La sua arte segue infatti una precisa direzione che utilizza il nudo femminile, riproducendo le classiche pubblicità in modo molto più sensuale dell’originale, ma mai troppo volgare, in cui splendide ragazze ammiccano dalle fotografie mostrando i prodotti sponsorizzati. Si tratta di un erotismo voyeuristico fortemente ironico, che traduce la critica di una società che commercializza il corpo femminile in una giocosa galleria di ritratti di estrema perfezione tecnica.
Molto più concettuale è invece il nudo proposto dall’artista italo-inglese Vanessa Beecroft, la cui scelta espressiva si muove attraverso l’utilizzo del tableaux vivants, cioè delle performances che utilizzano il corpo di giovani donne più o meno nude, come fossero pedine in una scacchiera invisibile mosse secondo precise coreografie con opportuni commenti musicali o con lo studiato variare delle luci. Ciascuna delle partecipanti deve attenersi, con scrupolo, ad una serie di precise e inderogabili norme che l’artista impone prima di ciascuna azione, per comporre dei veri e propri quadri viventi, esposti in gallerie e musei di arte contemporanea. La Beecroft è passata dalla rappresentazione del nudo in movimento allo studio dei cicli vitali: crescita, formazione e invecchiamento, sono infatti rappresentati attraverso la collazione di tableaux vivants con gruppi eterogenei di donne colte in età e atteggiamenti diversi.
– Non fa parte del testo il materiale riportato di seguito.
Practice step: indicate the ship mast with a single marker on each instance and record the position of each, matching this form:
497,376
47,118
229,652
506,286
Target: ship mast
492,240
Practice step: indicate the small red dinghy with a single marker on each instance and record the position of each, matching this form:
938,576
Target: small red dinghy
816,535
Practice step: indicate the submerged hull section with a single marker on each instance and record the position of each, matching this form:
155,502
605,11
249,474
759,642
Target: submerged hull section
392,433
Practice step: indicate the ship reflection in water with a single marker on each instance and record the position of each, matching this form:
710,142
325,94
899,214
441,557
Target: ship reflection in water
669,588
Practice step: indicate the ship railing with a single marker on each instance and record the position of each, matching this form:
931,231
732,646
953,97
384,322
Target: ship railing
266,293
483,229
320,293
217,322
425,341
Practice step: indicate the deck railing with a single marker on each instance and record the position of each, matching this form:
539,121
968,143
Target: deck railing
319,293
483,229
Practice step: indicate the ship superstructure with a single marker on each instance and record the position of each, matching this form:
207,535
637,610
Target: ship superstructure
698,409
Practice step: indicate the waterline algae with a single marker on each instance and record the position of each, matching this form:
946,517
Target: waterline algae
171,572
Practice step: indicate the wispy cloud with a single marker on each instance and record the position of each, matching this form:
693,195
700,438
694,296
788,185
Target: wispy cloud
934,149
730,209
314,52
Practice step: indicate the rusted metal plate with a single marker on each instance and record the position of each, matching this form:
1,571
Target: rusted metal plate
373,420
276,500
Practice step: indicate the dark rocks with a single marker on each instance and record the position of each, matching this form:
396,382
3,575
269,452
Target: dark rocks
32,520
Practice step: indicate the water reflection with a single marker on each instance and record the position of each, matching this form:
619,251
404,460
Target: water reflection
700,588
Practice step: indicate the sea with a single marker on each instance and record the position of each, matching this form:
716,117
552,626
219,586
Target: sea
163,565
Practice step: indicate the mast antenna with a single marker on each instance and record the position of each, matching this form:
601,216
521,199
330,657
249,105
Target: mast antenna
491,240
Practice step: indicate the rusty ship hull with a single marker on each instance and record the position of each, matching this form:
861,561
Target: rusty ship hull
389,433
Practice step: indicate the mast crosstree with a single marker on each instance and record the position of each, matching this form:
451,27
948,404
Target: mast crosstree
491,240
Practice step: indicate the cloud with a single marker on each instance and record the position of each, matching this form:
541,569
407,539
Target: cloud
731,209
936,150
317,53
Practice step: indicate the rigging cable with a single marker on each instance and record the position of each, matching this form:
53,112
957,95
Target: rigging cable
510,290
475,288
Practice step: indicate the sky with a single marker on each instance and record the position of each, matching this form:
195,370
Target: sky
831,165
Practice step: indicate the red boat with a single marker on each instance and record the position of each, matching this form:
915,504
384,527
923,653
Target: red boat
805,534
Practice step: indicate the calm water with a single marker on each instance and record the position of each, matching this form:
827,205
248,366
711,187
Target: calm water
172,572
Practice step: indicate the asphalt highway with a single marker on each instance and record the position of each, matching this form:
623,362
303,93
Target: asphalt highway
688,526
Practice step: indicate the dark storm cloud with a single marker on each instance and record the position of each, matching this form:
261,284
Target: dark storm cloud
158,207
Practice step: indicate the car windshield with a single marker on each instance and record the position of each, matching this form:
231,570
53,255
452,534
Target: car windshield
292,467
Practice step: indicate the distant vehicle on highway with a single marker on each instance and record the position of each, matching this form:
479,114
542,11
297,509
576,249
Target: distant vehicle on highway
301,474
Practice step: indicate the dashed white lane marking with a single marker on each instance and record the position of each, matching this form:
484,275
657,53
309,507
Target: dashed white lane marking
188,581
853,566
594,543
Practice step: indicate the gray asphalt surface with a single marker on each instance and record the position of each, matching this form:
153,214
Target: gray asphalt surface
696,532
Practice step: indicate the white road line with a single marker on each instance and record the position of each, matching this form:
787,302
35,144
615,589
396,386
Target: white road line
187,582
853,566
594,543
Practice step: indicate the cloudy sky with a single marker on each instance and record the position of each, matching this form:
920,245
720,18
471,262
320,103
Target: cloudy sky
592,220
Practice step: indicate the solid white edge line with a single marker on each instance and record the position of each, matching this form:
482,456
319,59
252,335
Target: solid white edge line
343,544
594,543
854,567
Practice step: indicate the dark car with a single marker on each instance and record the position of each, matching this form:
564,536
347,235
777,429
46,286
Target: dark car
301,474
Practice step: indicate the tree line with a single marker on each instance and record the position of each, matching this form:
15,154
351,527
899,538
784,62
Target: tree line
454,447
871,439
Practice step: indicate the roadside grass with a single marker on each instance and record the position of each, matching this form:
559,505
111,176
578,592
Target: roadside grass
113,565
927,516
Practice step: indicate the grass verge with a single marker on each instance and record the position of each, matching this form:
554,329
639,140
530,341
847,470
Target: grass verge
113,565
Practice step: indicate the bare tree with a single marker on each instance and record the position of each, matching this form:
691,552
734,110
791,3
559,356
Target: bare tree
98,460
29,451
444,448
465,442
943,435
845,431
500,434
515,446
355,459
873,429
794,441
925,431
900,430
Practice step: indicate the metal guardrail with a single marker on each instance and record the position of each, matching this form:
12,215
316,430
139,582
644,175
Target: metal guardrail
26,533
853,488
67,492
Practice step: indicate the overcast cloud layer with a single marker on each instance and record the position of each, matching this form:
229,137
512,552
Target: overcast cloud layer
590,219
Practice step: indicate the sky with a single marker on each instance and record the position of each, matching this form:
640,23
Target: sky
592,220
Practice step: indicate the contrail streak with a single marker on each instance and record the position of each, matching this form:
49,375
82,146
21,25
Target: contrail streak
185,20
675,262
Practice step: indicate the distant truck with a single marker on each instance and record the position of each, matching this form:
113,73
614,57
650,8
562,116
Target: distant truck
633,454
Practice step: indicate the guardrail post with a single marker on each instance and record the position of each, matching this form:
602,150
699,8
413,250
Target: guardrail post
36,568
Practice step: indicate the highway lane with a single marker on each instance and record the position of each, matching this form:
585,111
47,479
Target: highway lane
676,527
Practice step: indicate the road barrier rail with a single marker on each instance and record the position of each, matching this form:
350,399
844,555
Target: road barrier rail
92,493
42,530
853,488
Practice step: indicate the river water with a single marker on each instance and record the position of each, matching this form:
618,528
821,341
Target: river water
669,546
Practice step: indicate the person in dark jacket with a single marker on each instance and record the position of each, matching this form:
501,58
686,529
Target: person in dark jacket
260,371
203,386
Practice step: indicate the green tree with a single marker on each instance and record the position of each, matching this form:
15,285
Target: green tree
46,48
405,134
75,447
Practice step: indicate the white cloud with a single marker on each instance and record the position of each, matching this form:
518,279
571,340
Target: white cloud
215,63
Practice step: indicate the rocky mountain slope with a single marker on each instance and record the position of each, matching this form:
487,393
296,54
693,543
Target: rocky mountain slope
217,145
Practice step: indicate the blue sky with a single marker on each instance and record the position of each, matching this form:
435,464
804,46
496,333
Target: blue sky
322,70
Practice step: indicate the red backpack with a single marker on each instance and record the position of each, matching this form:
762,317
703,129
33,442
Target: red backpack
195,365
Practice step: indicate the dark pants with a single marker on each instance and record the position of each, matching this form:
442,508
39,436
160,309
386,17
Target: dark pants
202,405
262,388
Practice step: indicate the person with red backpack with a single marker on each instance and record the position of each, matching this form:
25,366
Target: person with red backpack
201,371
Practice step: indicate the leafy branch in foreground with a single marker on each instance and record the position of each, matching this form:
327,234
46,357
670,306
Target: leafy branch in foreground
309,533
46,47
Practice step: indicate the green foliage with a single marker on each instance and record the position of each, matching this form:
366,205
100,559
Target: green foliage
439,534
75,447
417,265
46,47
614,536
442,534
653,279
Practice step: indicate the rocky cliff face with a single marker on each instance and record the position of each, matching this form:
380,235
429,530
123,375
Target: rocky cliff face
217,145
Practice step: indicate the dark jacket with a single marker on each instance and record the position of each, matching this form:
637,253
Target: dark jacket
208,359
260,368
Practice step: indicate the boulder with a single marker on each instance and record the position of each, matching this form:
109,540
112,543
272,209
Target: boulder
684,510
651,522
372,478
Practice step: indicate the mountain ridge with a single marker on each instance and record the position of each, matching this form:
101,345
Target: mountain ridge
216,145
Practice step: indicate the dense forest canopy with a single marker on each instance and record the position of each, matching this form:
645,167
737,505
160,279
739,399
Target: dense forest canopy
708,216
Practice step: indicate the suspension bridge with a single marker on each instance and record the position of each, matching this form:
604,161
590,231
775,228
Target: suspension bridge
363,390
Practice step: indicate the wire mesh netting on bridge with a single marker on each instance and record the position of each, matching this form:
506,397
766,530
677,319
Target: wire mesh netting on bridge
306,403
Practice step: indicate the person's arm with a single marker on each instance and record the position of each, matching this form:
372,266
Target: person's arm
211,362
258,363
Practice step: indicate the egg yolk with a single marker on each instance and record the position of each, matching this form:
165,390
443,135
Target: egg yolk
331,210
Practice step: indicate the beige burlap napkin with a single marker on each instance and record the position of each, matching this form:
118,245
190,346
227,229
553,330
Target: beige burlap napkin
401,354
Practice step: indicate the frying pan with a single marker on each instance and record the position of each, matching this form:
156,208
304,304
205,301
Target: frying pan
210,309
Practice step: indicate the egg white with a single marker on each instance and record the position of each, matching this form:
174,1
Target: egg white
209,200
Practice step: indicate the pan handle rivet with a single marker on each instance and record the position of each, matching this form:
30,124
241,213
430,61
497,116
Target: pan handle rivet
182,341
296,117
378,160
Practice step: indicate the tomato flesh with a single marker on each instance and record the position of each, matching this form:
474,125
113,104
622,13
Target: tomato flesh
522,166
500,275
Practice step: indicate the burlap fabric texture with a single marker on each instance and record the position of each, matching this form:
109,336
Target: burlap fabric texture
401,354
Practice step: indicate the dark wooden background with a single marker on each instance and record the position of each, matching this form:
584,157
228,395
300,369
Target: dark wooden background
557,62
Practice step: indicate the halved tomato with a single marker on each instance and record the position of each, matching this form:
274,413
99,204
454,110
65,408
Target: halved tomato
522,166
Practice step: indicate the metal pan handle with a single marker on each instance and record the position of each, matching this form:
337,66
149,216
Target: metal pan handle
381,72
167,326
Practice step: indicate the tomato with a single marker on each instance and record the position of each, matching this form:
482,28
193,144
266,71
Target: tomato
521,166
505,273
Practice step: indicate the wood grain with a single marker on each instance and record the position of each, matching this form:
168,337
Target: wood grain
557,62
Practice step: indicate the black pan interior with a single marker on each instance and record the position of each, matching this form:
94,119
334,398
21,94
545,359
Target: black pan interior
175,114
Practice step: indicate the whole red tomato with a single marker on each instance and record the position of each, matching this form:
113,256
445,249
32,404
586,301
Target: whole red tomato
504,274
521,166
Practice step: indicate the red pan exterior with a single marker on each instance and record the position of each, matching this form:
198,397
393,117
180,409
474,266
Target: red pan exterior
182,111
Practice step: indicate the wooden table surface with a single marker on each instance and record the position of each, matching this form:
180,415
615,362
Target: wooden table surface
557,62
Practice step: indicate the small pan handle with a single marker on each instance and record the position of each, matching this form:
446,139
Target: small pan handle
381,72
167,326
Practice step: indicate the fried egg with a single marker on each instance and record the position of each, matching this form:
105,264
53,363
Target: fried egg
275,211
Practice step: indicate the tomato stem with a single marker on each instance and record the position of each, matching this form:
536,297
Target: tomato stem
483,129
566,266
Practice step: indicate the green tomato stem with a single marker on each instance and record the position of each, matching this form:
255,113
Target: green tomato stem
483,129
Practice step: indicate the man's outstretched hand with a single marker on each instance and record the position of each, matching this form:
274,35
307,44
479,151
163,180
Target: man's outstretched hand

Le attuali performance dell’artista pongono al centro della propria riflessione i temi dello sguardo, del desiderio e del volubile mondo della moda. Private di ogni possibilità di dialogo o di relazione, esse appaiono immobili oltre l’invisibile barriera che separa l’opera d’arte dallo spettatore e, al tempo stesso, il loro mutismo e il loro totale isolamento producono lo strano effetto di far rimbalzare lo sguardo di chi guarda su se stesso, trovandosi in una situazione di disagio. Queste immagini hanno un fortissimo valore iconico, un vero e proprio modello che denuncia il volgare utilizzo dell’immagine della donna di oggi, ma che allo stesso tempo riversa una certa voglia di riscatto da parte dei gruppi femministi, i quali puntualmente esprimono il loro consenso nei confronti delle prestazioni dell’artista.
Lo stesso tableaux vivants venne introdotto nel cinema durante gli anni Sessanta, in particolar modo nelle opere di Pier Paolo Pasolini, in cui vere e proprie messe in scena di opere pittoriche venivano utilizzate per rendere ancora più reale il piano di lettura del cinema di poesia. In questo caso infatti l’autore ha cercato attraverso la tecnica di fissare le vere forme del reale: volti, scene di gruppo e nudi, fusi in una forma d’arte, il cinema, capace di narrare splendidamente il linguaggio della realtà liberandola una volta per tutti dagli stereotipi e dalle pseudo censure.